The MI6 man sent Manning the paper the same day. According to Sir Roderick Lyne, this says: “”If the US heads for direct action, have we ideas which could to divert them to an alternative course?”

But three days later, possibly prompted by a request from Manning, MI6 resent him the first paper (in shortened form) and two other papers, one of which “points in exactly the opposite direction”, according to Lyne, “it sets out a route map for regime change very openly”.

Manning pointed out at this point that “until the spring of 2002, when one talks about regime change, certainly the idea is how can you foment regime change within the country.” But the means of achieving regime change are not the point. The point is that regime change is identified as a possible objective. In any case, Lyne points out that “The key add on in these papers is the emphasis that it would have to be supplemented from outside by air support”, ie Western military action.

Note here that one of the routes to regime change identified by the March 2002 Options paper is “AN AIR CAMPAIGN PROVIDING OVERT SUPPORT TO OPPOSITION GROUPS LEADING TO A COUP OR UPRISING”.

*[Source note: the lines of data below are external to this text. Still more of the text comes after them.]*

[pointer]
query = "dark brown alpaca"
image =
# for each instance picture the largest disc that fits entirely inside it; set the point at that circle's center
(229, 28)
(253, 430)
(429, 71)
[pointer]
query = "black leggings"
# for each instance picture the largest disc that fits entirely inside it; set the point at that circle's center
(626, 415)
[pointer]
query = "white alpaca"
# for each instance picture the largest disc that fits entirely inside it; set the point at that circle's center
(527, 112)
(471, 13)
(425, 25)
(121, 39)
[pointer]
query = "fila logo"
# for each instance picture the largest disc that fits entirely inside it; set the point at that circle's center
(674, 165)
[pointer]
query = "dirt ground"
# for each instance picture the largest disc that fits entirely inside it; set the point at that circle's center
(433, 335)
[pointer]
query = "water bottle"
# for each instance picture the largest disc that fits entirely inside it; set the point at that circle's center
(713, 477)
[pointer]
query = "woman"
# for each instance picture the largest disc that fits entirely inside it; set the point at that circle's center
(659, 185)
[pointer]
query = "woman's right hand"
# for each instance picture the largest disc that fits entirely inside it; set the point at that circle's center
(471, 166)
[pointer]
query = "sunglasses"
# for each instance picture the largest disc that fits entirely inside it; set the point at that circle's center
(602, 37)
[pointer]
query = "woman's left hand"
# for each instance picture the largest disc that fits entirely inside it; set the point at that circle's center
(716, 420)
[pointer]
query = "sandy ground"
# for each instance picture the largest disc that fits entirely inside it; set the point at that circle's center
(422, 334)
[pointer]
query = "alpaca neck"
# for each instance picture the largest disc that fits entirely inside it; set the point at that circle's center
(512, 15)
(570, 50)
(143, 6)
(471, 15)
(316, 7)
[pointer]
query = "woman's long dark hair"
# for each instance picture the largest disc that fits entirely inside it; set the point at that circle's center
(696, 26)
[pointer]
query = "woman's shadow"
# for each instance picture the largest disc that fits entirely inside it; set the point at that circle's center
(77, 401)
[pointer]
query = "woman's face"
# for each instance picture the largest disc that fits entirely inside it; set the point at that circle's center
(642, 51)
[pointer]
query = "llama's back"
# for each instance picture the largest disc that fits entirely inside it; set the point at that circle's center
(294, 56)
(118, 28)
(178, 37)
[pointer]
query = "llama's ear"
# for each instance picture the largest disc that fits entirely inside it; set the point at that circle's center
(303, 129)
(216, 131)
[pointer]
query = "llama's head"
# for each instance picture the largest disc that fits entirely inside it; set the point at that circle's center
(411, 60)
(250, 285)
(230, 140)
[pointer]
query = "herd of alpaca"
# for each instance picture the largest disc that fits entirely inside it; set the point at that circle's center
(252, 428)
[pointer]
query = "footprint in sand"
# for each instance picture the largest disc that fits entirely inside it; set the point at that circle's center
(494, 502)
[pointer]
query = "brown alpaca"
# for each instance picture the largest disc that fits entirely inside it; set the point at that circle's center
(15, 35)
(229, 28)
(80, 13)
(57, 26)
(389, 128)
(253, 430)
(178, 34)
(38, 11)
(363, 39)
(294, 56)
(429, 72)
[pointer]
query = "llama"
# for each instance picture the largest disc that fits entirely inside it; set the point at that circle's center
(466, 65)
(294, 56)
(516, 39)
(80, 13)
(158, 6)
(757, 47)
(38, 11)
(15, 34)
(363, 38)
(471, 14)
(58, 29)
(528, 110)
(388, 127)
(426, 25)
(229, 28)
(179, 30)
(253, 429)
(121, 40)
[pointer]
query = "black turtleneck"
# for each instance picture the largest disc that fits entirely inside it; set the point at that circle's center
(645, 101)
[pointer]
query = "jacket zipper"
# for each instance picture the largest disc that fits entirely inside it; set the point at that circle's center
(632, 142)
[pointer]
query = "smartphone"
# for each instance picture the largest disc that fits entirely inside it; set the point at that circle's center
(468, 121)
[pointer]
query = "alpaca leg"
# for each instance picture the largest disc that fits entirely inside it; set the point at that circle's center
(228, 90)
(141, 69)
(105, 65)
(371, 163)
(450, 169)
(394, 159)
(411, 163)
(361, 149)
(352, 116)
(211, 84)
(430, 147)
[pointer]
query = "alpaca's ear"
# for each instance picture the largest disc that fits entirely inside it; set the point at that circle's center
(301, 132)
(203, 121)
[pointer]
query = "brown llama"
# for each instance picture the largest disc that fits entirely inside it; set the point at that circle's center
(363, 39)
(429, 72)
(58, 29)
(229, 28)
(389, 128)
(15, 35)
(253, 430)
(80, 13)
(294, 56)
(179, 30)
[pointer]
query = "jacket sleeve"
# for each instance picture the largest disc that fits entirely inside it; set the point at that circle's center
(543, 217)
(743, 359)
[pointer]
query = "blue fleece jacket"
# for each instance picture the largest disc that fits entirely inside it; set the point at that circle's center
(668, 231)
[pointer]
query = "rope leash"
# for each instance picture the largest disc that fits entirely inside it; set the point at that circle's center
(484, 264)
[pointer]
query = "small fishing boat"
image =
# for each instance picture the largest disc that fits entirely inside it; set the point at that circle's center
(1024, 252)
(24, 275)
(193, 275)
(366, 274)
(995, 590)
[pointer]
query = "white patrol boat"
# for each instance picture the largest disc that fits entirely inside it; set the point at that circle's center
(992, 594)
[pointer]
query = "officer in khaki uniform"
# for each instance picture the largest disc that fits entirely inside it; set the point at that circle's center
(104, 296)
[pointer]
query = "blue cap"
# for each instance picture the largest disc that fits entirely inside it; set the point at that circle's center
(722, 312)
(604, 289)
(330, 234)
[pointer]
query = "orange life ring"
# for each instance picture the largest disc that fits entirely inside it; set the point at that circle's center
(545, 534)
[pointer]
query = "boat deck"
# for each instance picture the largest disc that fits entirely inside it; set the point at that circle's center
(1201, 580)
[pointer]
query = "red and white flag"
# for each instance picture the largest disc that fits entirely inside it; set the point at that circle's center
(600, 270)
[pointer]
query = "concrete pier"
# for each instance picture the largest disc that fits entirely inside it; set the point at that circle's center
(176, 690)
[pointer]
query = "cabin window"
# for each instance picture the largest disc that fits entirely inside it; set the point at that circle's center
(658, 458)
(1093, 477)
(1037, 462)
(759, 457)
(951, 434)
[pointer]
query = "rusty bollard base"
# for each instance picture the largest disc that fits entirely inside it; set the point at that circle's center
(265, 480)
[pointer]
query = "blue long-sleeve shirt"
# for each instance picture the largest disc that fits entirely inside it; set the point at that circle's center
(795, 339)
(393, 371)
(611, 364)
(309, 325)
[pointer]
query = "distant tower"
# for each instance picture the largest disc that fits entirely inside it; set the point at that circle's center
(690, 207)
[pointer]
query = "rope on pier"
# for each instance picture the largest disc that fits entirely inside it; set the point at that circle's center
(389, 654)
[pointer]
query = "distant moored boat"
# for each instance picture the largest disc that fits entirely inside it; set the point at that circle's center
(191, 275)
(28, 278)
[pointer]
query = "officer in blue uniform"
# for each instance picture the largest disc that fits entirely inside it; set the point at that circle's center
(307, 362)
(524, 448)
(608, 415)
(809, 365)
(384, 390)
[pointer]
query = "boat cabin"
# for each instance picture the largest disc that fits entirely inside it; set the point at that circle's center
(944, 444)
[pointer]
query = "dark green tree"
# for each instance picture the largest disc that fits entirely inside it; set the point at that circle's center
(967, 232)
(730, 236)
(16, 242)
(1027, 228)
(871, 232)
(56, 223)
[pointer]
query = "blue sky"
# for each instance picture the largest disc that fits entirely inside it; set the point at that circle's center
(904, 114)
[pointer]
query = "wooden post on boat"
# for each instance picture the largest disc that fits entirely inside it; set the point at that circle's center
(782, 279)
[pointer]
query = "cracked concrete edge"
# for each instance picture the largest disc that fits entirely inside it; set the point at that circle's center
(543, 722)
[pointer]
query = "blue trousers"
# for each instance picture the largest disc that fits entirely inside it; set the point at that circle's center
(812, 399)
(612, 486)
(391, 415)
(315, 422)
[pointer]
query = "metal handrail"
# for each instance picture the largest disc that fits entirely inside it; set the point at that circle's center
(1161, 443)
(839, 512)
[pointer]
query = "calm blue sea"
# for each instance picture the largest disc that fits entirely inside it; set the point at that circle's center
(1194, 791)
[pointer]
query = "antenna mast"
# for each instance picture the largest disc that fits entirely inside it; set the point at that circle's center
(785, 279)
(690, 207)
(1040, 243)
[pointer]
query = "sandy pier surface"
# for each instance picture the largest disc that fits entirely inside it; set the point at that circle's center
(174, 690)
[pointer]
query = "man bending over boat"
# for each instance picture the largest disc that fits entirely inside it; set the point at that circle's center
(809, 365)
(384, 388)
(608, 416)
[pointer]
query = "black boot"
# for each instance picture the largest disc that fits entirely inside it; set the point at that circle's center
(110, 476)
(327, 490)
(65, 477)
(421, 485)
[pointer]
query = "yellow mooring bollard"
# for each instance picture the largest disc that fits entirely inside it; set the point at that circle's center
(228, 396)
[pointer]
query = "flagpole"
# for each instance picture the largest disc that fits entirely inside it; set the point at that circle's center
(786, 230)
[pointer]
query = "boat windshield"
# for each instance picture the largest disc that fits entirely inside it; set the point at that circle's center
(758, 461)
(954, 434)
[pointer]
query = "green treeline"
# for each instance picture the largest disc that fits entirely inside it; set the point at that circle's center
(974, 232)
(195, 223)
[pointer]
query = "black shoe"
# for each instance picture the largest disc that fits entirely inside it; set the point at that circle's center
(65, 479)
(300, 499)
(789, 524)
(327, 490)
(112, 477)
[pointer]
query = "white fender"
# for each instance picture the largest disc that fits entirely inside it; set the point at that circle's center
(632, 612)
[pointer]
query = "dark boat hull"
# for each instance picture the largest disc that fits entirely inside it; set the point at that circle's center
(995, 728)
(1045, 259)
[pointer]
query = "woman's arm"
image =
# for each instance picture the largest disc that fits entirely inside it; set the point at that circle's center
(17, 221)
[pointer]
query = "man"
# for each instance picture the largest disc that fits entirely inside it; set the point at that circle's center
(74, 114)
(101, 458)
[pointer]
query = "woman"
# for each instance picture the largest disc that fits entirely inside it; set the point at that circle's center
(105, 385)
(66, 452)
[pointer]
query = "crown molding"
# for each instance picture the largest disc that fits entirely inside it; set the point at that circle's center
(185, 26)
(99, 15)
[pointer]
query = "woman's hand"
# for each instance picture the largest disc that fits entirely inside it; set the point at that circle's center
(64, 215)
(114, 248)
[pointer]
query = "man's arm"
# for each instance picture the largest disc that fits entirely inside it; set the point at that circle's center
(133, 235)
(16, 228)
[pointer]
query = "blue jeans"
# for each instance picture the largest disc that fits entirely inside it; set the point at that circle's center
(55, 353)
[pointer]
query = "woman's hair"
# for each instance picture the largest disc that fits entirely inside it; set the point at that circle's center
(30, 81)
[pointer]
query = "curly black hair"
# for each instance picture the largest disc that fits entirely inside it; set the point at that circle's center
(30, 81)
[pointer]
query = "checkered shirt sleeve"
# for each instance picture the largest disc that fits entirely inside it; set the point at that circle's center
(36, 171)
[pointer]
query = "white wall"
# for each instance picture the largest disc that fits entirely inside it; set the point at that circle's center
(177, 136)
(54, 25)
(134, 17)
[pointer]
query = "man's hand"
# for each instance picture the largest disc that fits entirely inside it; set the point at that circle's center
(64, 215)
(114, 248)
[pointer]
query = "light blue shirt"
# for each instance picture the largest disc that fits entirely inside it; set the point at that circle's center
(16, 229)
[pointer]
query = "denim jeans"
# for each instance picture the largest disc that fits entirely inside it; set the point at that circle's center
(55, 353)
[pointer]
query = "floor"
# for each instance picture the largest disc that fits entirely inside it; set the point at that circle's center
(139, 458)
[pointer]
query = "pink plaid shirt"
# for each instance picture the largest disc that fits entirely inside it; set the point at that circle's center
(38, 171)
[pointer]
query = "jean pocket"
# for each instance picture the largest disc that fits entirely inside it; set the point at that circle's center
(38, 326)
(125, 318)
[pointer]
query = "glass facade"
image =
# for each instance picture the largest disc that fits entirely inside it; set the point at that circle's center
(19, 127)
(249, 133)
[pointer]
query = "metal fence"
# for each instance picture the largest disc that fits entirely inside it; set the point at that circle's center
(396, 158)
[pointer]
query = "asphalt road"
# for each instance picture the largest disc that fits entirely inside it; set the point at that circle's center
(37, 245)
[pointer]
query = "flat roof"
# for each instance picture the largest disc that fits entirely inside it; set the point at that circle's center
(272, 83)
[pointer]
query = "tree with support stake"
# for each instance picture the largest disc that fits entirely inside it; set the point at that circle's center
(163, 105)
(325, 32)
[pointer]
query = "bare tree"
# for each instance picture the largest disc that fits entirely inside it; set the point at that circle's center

As Lyne points out, the response of Jack Straw to all this is very curious for someone who claims to have been opposed to the idea:

… the Foreign Secretary sent a letter saying he thought these papers were very perceptive and he hoped the Prime Minister would read them, or his private secretary sent them.
So no reservations expressed at that stage by the Foreign Office, either in terms of SIS leading on a bit of action that was heavily political, going direct to Number 10 on it, rather than through the traditional orthodox route via the Foreign Secretary; nor reservations about ********************** ****************************************** regime change,

So what he sent was a short letter, having seen the [SIS4] papers ***** ********************************– these were briefing papers — saying these are good papers, perceptive, and he hopes the Prime Minister will read them. So no reservations expressed there. He has looked at them. He has sent an approving comment on them. But it’s otherwise a rather curious vacuum. There is the Foreign Secretary who is arguing already, and continues to argue, for caution on this subject.

Yet here are papers saying let’s co-operate with the Americans on regime change, and he says these are good papers, the Prime Minister should read them.